Now that our data is in the correct format, we can pass it into the algorithm. The algorithm will use multiple calculations to determine the relationships between two items. To determine these relationships we need to specify a few parameters to use it such as: 

* __min_support:__ will select the items that have above the minimum support value - the frquency that the items in the rule appear together in the data set _(#transactions containing item/total # of transactions)_
* __min_confidence:__ will filter the rules that have a confidence greater than this number _(probability of Y given X)_
* __min_lift:__ will specify the minimum lift value _(Lift(I1->I2) = (confidence(I1->I2))/(support(I2))_
* __min_length:__ will specify the minimum number of items you want in the rules

In [82]:
#pass data into the apriori algorithm
relationships = apriori(list_data, min_support=0.0045, min_confidence=0.2, min_lift=3, min_length=2)  

#turn results into a list
model_results = list(relationships) 

## Viewing Results

Now that we have run the model, we can analyze our results and be able to see the relationships between items. We can see how many rules we have (relationships between 2 items) and also see the different metrics between 2 different items such as:
* __support__ (percent of item one out of entire transaction count)
* __confidence__ (% of transactions that contain item 1 also contain item 2)
* __lift__ (number of times item 2 is likely to be bought by customer who has bought item 1)

In [83]:
#print number of rules found in dataset
numRelationships = len(model_results)
print("Our model has found that we have",numRelationships,"association rules.")  
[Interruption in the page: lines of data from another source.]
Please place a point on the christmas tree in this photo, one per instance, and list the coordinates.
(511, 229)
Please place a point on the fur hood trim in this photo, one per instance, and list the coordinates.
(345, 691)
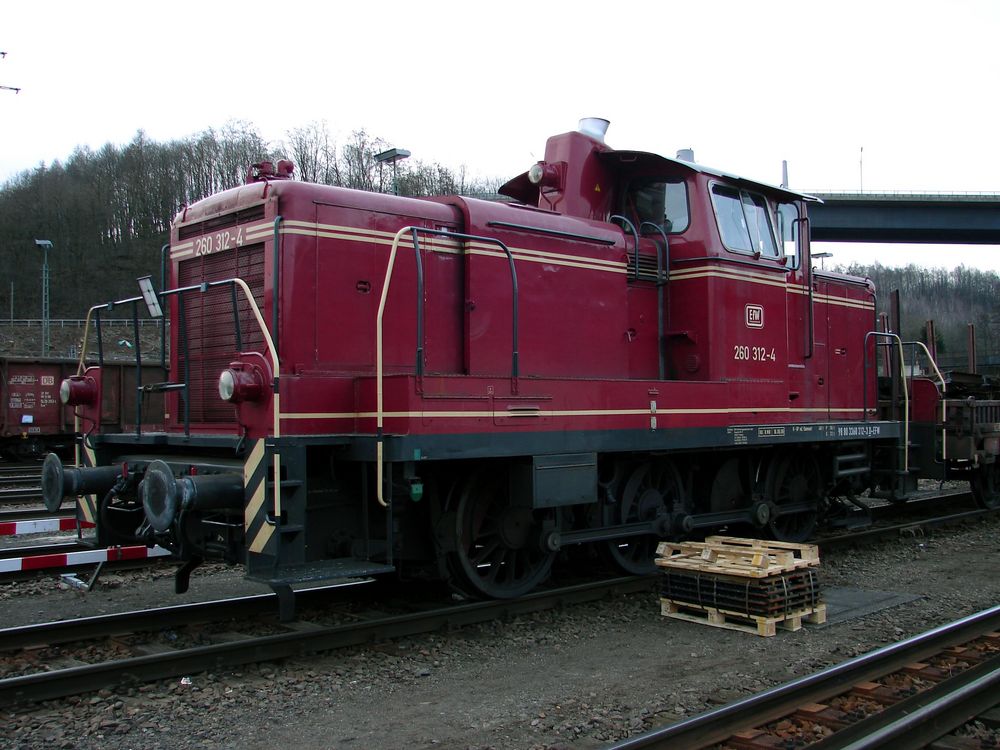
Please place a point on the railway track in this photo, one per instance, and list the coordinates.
(907, 695)
(34, 514)
(11, 495)
(66, 658)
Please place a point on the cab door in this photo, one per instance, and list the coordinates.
(808, 363)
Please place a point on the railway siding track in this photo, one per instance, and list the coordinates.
(906, 695)
(233, 647)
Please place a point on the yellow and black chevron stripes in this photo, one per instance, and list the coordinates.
(257, 530)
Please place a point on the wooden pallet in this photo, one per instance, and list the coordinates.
(720, 618)
(734, 556)
(769, 596)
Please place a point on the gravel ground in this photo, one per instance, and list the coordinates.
(577, 678)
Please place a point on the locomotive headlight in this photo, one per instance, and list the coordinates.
(227, 385)
(241, 382)
(78, 390)
(546, 175)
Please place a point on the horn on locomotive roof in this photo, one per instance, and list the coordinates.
(595, 127)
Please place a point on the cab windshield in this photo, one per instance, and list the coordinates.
(660, 201)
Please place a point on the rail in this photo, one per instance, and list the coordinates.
(906, 394)
(79, 322)
(941, 390)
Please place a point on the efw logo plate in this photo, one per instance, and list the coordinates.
(258, 531)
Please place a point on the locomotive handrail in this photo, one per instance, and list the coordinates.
(95, 312)
(662, 278)
(414, 231)
(906, 394)
(806, 251)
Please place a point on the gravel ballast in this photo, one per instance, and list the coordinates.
(579, 677)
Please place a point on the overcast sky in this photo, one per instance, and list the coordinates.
(745, 84)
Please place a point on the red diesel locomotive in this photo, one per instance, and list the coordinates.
(633, 348)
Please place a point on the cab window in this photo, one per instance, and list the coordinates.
(744, 221)
(662, 202)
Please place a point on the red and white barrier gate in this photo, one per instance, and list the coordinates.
(86, 557)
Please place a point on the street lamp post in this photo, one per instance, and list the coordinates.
(392, 156)
(45, 245)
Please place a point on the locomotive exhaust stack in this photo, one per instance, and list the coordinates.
(637, 348)
(165, 496)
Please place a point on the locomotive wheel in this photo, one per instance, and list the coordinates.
(794, 487)
(653, 489)
(985, 485)
(498, 551)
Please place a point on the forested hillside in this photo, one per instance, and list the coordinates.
(952, 299)
(108, 212)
Our model has found that we have 48 association rules.


In [84]:
#print out all rules and their corresponding metrics
print("RESULTS OF THE MODEL: ")
print("============================================================")
for item in model_results:

    # first index of the inner list - contains base item and add item (I1)
    pair = item[0] 
    items = [x for x in pair]
    
    #header for output results
    print("Rule (relationship): " + items[0] + " -> " + items[1])

    #second index of the inner list (I2)
    print("Support: " + str(item[1]))

    #third index of the list located at 0th
    #of the third index of the inner list
    print("Confidence: " + str(item[2][0][2]))
    print("Lift: " + str(item[2][0][3]))
    print("-----------------------------------------------------------")

RESULTS OF THE MODEL: 
Rule (relationship): light cream -> chicken
Support: 0.004532728969470737
Confidence: 0.29059829059829057
Lift: 4.84395061728395
-----------------------------------------------------------
Rule (relationship): escalope -> mushroom cream sauce
Support: 0.005732568990801226
Confidence: 0.3006993006993007
Lift: 3.790832696715049
-----------------------------------------------------------
Rule (relationship): escalope -> pasta
Support: 0.005865884548726837
Confidence: 0.3728813559322034
Lift: 4.700811850163794
-----------------------------------------------------------
Rule (relationship): herb & pepper -> ground beef
Support: 0.015997866951073192
Confidence: 0.3234501347708895
Lift: 3.2919938411349285
-----------------------------------------------------------
Rule (relationship): tomato sauce -> ground beef
Support: 0.005332622317024397
Confidence: 0.3773584905660377
Lift: 3.840659481324083
-----------------------------------------------------------
Rule (relations

In the example of spaghetti and cooking oil, we can see that there is a 0.004799 for support - _meaning that out of all transactions .4799% of them contained spaghetti_.

We can also see that there is a 57% confidence rate - which means that _out of all of the transactions containing spaghetti, 57% of them are likely to also contain cooking oil_.

The lift for this same example is 3.28 which means that _cooking oil is 3.28 times more likely to be bought by the customers that buy spaghetti, compared to its default sale_.